According to the present embodiment, the abrasive paper 31A
The average particle size of the abrasive grains is determined by the outer diameter of the probe needle 21A (for example,
30 to 40 μm) (for example, 3 to 6 μm).
μm), the probe needle 21A
There is no risk of damaging the needle tip. Furthermore, since the synthetic paper having flexibility is used as the base material of the polishing paper 31A, the polishing paper 31A and the probe needle 21A elastically and slidably contact with each other, and the attached matter D on the needle tip can be reliably removed. .

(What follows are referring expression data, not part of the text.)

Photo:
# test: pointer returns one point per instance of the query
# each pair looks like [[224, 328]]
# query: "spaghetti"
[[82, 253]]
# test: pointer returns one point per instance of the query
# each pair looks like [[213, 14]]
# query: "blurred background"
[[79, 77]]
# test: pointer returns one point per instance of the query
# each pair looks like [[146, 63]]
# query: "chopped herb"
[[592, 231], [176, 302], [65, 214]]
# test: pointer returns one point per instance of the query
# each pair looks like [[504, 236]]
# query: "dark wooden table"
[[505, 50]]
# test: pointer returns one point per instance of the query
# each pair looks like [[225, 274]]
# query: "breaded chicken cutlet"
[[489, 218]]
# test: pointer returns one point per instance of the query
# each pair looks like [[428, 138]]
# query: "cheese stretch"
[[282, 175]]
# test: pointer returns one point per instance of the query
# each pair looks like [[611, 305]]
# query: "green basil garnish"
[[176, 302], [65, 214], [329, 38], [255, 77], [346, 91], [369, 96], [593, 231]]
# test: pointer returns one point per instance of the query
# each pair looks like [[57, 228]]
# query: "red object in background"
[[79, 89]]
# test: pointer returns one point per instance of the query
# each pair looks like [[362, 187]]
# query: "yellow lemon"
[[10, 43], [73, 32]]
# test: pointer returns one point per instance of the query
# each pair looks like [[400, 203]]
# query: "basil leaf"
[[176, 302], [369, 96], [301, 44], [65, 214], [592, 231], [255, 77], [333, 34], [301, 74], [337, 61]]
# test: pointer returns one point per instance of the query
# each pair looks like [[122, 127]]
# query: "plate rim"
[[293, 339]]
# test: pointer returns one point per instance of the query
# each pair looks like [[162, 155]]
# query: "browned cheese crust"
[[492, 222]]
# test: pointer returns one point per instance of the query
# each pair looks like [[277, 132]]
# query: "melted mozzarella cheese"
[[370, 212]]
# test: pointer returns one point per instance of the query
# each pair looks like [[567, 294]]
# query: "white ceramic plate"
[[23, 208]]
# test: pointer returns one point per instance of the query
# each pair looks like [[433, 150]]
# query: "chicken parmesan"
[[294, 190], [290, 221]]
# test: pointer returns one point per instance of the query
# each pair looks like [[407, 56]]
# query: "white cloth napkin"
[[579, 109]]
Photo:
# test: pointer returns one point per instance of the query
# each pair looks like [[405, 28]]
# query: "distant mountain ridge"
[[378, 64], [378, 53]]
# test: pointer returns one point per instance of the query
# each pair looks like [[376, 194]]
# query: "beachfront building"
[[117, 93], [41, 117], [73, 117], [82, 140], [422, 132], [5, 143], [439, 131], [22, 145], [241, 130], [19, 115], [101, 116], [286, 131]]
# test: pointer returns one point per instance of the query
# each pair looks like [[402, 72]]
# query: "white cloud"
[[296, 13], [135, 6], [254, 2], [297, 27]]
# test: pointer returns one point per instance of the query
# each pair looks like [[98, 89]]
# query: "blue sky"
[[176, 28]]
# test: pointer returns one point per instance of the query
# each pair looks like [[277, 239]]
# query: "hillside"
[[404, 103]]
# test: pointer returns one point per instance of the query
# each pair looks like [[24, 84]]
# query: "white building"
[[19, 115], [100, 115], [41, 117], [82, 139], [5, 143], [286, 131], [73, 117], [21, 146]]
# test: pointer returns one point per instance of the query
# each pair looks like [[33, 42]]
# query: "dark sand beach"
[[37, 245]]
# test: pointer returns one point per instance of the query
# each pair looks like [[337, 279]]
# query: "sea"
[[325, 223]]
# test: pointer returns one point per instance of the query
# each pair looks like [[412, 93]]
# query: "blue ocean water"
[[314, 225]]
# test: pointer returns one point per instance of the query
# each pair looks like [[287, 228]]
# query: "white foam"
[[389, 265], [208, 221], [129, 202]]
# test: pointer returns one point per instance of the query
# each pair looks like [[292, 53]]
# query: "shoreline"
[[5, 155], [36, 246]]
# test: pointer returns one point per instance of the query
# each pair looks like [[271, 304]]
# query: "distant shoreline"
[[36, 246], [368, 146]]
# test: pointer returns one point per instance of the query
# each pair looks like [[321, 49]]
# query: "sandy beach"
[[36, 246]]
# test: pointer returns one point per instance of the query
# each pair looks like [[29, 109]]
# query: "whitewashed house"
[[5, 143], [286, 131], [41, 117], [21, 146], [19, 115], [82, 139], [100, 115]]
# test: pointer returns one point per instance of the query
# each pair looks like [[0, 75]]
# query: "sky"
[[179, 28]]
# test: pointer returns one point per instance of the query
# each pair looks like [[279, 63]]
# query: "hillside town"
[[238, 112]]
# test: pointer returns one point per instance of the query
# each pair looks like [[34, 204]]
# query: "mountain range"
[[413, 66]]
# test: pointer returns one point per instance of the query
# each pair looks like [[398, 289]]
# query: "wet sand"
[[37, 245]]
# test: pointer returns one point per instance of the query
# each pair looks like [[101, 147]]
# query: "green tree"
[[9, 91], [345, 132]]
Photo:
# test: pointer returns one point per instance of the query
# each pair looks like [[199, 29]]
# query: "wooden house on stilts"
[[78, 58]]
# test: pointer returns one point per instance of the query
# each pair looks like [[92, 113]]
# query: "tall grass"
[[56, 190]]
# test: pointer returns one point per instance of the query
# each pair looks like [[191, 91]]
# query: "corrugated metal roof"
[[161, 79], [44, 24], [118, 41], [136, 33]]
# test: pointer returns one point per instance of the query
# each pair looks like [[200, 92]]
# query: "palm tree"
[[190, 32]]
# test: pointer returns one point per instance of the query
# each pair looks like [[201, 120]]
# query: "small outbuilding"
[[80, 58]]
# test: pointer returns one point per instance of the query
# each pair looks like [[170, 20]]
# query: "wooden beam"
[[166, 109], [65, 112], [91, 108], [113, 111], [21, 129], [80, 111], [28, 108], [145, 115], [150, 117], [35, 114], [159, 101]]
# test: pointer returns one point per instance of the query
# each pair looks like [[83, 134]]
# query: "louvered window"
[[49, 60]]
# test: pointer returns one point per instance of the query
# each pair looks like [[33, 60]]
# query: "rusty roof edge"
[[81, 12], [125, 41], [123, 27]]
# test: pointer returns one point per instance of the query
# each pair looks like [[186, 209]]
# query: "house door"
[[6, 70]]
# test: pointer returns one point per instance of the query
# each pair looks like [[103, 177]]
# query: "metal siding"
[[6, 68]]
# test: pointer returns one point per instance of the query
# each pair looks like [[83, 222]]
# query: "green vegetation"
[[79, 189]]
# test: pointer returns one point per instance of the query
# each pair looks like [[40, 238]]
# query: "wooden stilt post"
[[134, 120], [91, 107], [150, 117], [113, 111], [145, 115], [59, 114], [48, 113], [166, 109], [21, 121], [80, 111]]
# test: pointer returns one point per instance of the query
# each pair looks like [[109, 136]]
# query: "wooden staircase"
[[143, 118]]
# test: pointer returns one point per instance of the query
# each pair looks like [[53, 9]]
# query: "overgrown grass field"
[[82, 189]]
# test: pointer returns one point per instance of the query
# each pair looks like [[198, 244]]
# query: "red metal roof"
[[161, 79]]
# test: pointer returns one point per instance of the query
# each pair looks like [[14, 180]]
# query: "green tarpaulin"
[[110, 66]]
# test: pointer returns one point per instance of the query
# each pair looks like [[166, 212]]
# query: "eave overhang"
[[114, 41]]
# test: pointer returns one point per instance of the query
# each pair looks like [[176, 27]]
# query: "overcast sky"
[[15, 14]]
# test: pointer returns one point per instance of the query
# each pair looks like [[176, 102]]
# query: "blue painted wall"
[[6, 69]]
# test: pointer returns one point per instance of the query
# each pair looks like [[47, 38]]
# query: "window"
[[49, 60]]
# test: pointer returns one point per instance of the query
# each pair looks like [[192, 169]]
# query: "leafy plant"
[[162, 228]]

In the above-described embodiment, the case where the inspection is performed by applying the probe needle 21A to the electrode pad on the surface of the wafer W has been described. However, the present invention can be applied to the case where the inspection is performed by applying the probe needle 21A to the solder bump. Needless to say. Further, the cleaner of the present invention is not limited to the probe needle 21A described in the above embodiment, but can be applied to cleaning of various probe terminals such as a vertical probe terminal.

[0023]

According to the first to fourth aspects of the present invention, the cleaner can be easily mounted without worrying about the parallelism with the probe terminal row, and the cost of the cleaning mechanism can be reduced. A cleaner and a cleaning method that can be reduced can be provided.

[Brief description of the drawings]

FIG. 1 is a partially cutaway perspective view showing a probe device to which an embodiment of a cleaner according to the present invention is applied.

FIG. 2 is a perspective view showing the cleaner of the present embodiment used in FIG. 1;

FIG. 3 is an explanatory view of the operation of the cleaner shown in FIG. 2;

[Explanation of symbols]

 Reference Signs List 10 probe device 19 main chuck (mounting table) 21 probe card 21A probe needle (probe terminal) 31 cleaner 31A polishing paper 31B support

Claims (4)

[Claims] An abrasive paper coated with abrasive grains adjusted to a particle diameter smaller than an outer diameter of a probe terminal used for performing an electrical characteristic inspection of an object to be inspected, and a plurality of abrasive papers overlap each other. A support arranged in a row and supporting each of the polishing papers with a predetermined gap therebetween. 2. The cleaner according to claim 1, wherein the average grain size of the abrasive grains is several μm. 3. The cleaner according to claim 1, wherein the polishing paper has flexibility. 4. An abrasive paper coated with abrasive grains adjusted to a particle diameter smaller than an outer diameter of a probe terminal used for performing an electrical characteristic inspection of an object to be inspected, and a plurality of abrasive papers overlap each other. A method of cleaning the probe terminals using a cleaner having a support arranged and supporting each of the polishing papers via a predetermined gap, wherein the polishing paper is disposed at a position where the polishing papers interfere with the probe terminals. A cleaning method characterized by horizontally moving a cleaner in the direction in which the abrasive paper is arranged.